As to the date of the operation, Monash noted that preparations would occupy seven days. A rotation of divisions in the line was scheduled for 28 – 30 June, so the attack would need to be no earlier than the first week in July.
John Howells 2018
With Rawlinson’s approval planning the operation to take the Le Hamel salient went into full swing.
Monash knew that detailed planning and coordination could yield success. He advocated that a perfected modern battle plan is like a score for an orchestral composition, where the various arms and units are the instruments, and the tasks they perform are their respective musical phrases. Every individual unit must make its entry precisely at the proper moment, and play its phrase in the general harmony.
Monash faced manpower problems for the coming assault. Battle casualties and a drop in volunteer levels in Australia had depleted the infantry section of his orchestra. The Australian Prime Minister Billy Hughes tried and failed in 1916 and 1917 to have the Australian people in a referendum agree to introduce conscription for the AIF (Australia already conscripted for the AMF, but these soldiers only served in Australia and could not be used to reinforce the AIF). Monash therefore needed a strategy that would use manpower sparingly. He had assets to work with - the new generation of better-engineered tanks never yet used in combat, innovative tactics and the possibility of some reinforcements from the United States of America.
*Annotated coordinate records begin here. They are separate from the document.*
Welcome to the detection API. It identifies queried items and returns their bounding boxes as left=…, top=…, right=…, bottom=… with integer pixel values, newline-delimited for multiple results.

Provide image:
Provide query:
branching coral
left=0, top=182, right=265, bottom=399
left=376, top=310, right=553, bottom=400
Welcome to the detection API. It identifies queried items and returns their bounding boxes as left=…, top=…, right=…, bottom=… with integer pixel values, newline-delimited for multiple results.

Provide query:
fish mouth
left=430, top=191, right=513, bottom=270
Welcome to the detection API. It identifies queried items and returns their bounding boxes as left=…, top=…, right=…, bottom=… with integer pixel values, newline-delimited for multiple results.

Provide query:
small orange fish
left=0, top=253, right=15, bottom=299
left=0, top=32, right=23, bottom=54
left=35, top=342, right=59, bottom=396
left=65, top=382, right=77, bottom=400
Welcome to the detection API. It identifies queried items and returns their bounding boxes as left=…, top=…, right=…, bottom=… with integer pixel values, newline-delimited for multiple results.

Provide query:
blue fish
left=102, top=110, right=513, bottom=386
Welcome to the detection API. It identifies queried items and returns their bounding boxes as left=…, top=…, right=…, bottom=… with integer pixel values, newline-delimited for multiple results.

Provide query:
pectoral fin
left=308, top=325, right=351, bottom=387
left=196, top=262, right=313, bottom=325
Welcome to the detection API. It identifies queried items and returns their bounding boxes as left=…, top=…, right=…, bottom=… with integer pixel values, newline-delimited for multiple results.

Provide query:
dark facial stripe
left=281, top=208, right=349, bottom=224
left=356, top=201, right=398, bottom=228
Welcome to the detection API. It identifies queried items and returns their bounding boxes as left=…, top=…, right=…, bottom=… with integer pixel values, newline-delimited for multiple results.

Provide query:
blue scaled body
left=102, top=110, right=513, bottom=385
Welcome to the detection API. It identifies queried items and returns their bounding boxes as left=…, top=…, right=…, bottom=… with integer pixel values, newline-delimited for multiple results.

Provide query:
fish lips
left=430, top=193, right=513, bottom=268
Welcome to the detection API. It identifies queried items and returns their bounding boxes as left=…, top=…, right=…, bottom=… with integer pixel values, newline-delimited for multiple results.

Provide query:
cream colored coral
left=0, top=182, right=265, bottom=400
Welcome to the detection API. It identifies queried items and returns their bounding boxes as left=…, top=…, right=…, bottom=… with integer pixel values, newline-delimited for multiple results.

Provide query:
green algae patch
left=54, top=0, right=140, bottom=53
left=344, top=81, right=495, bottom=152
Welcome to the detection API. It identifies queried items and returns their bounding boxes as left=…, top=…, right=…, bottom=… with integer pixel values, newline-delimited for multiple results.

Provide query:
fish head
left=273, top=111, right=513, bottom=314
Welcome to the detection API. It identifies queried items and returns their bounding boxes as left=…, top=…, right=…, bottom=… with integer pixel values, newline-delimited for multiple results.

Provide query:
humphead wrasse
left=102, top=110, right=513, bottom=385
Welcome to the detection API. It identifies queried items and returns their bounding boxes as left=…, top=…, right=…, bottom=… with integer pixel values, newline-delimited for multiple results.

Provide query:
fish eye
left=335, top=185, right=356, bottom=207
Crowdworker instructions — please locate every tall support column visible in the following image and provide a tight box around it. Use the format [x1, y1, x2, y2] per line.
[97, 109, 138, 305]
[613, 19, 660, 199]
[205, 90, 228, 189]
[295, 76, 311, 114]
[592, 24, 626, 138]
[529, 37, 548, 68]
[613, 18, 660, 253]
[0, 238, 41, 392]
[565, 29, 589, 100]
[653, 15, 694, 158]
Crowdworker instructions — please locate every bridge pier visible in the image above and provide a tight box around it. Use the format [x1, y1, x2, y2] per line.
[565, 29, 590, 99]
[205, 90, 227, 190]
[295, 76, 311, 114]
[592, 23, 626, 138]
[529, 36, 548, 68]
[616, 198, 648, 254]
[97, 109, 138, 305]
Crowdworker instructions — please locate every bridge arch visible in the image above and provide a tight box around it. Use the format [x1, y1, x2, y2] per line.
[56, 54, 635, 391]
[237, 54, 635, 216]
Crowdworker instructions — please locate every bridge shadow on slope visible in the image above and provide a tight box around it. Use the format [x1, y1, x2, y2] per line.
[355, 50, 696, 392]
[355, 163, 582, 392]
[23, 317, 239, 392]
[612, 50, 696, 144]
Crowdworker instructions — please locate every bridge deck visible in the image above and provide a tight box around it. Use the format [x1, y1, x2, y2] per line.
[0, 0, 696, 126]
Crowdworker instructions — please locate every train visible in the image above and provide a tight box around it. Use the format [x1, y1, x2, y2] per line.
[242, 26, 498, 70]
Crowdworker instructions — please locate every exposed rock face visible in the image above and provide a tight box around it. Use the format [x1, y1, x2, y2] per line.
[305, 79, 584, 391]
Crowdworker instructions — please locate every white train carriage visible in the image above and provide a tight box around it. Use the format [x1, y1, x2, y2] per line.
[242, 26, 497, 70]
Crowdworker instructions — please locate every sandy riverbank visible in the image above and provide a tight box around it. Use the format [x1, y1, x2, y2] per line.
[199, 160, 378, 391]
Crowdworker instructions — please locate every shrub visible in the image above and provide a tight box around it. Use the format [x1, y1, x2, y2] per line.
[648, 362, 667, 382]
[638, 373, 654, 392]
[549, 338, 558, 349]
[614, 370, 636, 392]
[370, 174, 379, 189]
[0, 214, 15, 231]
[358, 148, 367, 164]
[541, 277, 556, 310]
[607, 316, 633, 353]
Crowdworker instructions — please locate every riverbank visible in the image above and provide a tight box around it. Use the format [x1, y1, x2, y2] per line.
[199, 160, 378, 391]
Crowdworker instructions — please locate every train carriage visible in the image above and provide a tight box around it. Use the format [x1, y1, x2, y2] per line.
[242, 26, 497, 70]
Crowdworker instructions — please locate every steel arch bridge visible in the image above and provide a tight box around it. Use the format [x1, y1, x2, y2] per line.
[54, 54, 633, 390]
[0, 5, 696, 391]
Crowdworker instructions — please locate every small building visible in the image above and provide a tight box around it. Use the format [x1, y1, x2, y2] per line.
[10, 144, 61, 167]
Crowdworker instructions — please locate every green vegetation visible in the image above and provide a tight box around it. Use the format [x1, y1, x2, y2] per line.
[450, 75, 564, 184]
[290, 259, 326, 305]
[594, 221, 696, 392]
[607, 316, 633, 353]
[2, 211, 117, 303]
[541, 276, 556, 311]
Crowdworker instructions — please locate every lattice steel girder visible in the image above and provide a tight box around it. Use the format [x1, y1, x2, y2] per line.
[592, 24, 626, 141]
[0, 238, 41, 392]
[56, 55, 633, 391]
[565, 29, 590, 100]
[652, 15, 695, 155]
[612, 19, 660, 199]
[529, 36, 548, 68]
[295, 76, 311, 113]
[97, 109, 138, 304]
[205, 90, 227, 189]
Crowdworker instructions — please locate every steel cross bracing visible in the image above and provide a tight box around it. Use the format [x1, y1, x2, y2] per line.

Monash planned the operation in precise detail; the tactics were new. It was to be a dawn attack by 4 Div commanded by Major General Ewan Sinclair-McLaglan. Monash asked for some newly arrived American troops. General Rawlinson agreed that the Americans, though not experienced, could boost Monash’s numbers and, in carrying out his battle plan, they could gain valuable experience alongside the more seasoned Australian infantry. Monash asked for about 2,000 men.
On 27 June, Major General George Read’s 2 Corps of the American Expeditionary Force (AEF) advised the 33rd Division’s Major General George Bell, that ‘participation … in a raid of some kind … is approved … [and] is considered valuable training.’ Early on June 30, one month after arriving in France, C Company of the 131st Infantry joined the 42nd Battalion from Queensland, while E Company reinforced the South Australian 43rd Battalion. A and G Companies of the 132nd Infantry reported to the 13th Battalion from New South Wales and the Queensland 15th Battalion, respectively.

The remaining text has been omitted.